NeurIPS 2020

Inference Stage Optimization for Cross-scenario 3D Human Pose Estimation

Review 1

Summary and Contributions: This paper presents an interface stage optimization framework to adapt 3D human pose estimation to novel scenarios with enhanced generalization. With both fully supervised learning and self-supervised learning co-trained on source data, the proposed ISO performs self-supervised adaption to each inference instance to accommodate distribution shifts between cross scenarios. It has achieved improved accuracy on cross-scenario setup.

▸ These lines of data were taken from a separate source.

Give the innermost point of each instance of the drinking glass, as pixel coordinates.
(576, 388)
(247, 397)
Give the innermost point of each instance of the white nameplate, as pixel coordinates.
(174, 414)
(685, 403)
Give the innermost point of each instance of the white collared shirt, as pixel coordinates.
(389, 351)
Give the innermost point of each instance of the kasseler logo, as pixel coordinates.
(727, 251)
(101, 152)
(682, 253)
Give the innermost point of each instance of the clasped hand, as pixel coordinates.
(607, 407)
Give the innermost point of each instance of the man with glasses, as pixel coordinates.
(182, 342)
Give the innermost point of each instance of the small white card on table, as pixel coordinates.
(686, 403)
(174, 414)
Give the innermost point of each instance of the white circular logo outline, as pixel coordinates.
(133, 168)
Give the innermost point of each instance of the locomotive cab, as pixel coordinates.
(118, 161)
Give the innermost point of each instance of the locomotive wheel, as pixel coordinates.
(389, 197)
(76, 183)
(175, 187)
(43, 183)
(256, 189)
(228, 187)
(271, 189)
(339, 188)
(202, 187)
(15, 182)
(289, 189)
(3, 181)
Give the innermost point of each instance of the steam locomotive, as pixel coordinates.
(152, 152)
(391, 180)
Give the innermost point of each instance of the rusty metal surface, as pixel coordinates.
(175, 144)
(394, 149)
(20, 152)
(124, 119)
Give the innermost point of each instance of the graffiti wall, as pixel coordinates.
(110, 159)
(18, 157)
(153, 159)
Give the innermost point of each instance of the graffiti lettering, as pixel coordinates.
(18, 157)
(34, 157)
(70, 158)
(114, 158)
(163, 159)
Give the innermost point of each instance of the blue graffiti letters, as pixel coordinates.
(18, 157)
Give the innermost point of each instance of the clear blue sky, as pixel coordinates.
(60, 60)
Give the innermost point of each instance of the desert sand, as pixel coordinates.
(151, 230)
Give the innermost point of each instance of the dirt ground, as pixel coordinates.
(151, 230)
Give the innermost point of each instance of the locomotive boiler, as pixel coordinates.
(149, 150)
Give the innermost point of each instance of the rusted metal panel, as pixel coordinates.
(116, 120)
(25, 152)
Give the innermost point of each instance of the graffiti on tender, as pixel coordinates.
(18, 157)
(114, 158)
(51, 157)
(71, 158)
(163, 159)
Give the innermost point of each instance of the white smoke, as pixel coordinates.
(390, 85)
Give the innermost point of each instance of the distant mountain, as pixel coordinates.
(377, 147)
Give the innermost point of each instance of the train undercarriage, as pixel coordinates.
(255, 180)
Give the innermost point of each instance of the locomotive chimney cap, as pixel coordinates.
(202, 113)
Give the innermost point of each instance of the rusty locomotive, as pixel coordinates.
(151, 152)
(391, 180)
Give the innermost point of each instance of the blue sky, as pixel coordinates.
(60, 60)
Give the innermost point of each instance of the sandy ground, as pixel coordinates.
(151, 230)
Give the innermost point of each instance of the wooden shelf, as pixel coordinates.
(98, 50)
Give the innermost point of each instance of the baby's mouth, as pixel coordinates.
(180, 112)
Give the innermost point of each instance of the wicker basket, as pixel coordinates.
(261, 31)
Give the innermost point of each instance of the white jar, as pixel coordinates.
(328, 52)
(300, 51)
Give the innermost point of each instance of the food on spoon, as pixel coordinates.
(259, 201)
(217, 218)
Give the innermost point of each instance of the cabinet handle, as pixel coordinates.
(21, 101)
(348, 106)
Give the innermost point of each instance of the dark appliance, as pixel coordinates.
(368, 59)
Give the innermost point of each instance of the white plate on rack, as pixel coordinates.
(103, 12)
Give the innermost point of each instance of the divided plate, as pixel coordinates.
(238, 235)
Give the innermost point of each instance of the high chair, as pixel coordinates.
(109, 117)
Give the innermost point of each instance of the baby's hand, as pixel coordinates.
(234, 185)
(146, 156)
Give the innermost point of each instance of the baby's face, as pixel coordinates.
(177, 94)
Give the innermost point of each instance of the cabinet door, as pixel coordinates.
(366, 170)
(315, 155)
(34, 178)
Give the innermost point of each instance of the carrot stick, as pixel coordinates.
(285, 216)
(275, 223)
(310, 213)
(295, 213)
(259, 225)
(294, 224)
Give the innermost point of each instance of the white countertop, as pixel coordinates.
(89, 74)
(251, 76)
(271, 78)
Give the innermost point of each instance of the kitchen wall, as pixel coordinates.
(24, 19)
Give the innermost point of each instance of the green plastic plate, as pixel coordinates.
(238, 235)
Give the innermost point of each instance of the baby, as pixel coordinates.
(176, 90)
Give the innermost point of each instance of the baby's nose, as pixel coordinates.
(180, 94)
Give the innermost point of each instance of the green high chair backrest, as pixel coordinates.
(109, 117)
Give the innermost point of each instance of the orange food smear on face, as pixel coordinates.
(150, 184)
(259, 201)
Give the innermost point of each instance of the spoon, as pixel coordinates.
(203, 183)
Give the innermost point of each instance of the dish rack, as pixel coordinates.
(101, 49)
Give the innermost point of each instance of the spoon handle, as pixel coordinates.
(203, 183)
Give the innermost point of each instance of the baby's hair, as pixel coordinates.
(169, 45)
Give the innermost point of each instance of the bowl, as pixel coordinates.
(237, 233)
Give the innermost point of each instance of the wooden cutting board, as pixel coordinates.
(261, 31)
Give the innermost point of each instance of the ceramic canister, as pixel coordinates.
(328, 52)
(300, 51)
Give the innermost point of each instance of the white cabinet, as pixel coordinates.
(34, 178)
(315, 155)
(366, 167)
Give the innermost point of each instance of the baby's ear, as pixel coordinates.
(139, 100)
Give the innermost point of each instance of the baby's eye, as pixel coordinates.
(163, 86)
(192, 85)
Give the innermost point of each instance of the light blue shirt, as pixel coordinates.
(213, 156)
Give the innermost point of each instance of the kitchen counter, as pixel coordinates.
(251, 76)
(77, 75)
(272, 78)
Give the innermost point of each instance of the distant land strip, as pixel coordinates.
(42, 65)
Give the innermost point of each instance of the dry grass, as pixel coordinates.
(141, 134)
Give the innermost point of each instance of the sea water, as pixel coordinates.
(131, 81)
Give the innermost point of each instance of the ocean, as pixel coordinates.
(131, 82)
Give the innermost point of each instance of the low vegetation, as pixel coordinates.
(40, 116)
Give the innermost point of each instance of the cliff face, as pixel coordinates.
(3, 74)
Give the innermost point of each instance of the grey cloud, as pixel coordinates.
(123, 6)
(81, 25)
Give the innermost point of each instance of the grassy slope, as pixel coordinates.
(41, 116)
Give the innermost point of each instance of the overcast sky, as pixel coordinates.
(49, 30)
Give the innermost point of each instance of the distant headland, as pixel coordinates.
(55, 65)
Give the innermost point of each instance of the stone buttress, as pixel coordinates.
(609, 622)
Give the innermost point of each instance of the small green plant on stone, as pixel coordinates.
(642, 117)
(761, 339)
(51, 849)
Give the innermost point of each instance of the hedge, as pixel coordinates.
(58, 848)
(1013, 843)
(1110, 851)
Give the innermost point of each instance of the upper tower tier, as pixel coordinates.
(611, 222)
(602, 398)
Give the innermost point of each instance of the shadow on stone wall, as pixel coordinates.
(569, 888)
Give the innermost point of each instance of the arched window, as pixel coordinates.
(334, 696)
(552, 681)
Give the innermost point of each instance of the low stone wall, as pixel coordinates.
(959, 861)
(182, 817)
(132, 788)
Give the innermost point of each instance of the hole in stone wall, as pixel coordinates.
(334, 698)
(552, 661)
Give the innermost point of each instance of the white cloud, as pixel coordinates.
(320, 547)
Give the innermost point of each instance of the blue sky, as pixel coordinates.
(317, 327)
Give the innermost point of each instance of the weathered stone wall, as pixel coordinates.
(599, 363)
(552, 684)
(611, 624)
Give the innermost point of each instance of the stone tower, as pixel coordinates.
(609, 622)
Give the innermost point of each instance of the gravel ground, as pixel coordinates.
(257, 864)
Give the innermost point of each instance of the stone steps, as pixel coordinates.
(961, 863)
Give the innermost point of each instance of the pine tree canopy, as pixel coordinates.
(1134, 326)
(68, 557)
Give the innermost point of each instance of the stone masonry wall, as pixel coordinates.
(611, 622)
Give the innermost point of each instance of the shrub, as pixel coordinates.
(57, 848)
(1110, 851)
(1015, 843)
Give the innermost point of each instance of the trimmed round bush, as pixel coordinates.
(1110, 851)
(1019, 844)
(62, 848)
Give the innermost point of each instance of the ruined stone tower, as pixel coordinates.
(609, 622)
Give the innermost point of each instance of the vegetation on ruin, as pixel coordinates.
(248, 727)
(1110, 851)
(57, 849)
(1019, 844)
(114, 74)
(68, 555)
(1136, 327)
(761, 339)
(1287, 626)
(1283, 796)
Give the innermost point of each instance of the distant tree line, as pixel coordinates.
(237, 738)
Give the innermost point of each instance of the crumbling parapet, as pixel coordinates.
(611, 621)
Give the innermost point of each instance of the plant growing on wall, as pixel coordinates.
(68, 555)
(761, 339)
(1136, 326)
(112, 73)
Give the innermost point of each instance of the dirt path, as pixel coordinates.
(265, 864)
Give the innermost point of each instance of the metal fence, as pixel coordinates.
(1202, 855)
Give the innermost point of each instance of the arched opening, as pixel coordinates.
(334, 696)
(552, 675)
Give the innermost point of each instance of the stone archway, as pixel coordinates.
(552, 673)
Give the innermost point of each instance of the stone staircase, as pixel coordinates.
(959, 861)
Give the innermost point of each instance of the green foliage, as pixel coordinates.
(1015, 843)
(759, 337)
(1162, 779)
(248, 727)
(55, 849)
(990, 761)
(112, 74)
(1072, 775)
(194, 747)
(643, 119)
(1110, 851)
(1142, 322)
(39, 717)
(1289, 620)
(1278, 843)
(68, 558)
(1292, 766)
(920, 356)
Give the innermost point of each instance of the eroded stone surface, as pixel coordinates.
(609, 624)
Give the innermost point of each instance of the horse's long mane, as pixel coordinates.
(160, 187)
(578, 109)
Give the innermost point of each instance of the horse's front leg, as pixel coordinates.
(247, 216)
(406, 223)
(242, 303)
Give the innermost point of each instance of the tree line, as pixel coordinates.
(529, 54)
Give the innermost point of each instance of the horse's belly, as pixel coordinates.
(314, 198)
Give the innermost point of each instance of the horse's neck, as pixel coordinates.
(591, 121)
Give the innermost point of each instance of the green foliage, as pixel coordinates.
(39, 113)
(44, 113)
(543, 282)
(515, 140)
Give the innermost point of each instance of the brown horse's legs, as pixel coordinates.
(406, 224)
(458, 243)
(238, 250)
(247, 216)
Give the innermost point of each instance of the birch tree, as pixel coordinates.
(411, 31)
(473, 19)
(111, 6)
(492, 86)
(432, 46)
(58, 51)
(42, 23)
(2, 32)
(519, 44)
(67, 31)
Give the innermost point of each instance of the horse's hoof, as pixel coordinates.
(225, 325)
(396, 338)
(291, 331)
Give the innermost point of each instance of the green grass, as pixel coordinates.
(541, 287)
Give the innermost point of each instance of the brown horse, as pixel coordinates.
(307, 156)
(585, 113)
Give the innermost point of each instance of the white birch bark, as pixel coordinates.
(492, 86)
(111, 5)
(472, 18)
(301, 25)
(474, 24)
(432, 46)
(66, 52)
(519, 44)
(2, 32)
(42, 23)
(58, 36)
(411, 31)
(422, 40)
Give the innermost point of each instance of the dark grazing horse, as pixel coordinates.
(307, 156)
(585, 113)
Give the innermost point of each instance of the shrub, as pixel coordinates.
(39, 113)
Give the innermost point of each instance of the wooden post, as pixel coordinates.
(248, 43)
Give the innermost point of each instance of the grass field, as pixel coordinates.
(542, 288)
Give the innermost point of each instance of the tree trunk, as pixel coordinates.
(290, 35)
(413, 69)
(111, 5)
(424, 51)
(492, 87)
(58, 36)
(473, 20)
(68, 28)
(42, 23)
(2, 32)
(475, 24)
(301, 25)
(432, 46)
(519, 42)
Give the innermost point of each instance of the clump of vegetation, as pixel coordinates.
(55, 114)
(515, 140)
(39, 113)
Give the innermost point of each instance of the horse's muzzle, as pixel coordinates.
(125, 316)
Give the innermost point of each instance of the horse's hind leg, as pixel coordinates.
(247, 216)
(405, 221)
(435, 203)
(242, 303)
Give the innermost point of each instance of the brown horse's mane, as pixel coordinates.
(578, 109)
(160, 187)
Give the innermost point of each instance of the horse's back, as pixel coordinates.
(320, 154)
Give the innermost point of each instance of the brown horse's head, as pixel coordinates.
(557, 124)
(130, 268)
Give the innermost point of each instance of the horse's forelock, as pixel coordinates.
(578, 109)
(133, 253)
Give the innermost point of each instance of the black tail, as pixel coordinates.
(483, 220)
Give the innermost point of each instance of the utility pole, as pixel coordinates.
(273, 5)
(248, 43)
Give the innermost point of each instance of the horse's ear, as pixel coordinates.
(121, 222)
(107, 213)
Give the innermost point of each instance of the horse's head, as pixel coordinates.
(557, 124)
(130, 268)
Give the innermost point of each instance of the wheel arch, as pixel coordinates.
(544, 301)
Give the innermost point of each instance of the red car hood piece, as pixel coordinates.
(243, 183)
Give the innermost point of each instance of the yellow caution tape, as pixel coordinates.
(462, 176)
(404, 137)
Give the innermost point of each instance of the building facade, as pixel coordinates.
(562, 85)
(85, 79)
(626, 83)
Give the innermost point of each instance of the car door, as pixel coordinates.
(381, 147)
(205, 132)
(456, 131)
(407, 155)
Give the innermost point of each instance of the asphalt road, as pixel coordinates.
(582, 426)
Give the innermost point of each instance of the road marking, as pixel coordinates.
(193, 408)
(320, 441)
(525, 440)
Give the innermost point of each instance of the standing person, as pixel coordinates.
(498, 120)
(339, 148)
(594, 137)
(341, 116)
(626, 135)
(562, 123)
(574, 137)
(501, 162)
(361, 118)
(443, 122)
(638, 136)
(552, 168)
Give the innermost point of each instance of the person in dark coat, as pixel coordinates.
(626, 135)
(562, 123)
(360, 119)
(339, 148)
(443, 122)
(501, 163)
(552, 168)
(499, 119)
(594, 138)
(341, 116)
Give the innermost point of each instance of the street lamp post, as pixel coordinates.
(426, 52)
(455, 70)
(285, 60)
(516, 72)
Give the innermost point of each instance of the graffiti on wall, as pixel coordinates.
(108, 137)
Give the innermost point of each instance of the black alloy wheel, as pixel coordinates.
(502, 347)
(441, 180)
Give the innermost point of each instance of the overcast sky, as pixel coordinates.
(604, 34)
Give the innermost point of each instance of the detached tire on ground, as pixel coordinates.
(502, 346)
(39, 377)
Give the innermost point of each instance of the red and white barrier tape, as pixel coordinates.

Strengths: The paper has a novel framework for practical cross-scenario 3D human pose estimation and extensive experiments have been done demonstrating the effectiveness of the method. The framework is orthogonal to different self-supervised learning techniques and could inspire more future works on domain adaption for human pose estimation.

Weaknesses: My major concern towards this method is the inference time performance. Even though the paper has proposed a few speedup solutions, the vanilla-lr is still 9x slower than the baseline (and the numbers in other tables should be based on the faster version for a fair comparison). I am wondering how the accuracy would be affected if the parameters adaption could be performed on a batch of interference images (several images altogether or even a dataset) instead of on each image instance. How necessary is this *individual* adaption?

Correctness: Seems good.

Clarity: yes, I find it easy to follow.

Relation to Prior Work: Good. I find this recent paper also related: "Weakly Supervised 3D Human Pose and Shape Reconstruction with Normalizing Flows"

Reproducibility: Yes

Additional Feedback: - It is not very clear to me how the pose discriminator are trained and updated during inference? What's the training data at both stages? Could it be unbiasedly "adapted" based on a single image instance during inference? - What's the inference accuracy with and without ISO over Human3.6M data? It would be good to have such an experiment to understand if ISO would help even when there is no pose distribution shift.

Review 2

Summary and Contributions: This paper proposed an Inference stage optimization (ISO) method for improving the generalizability of 3D pose estimation model. The proposed method performs geometry-aware self-supervised learning to update the neural network model for each instance. Two SSL techniques, i.e., ISO-Adversary and ISO-Cycle, are adopted to the 3D pose estimation task under the IOS framework. The experiments proved that the proposed method can improve the generalizability of the 3D pose estimation model.

Strengths: This paper focused on an interesting problem of improving 3D pose model generalizability in the inference stage. It adopted two SSL methods, ISO-Adversary and ISO-Cycle ,to update model during inference. The experimental results show the effectiveness of the proposed method.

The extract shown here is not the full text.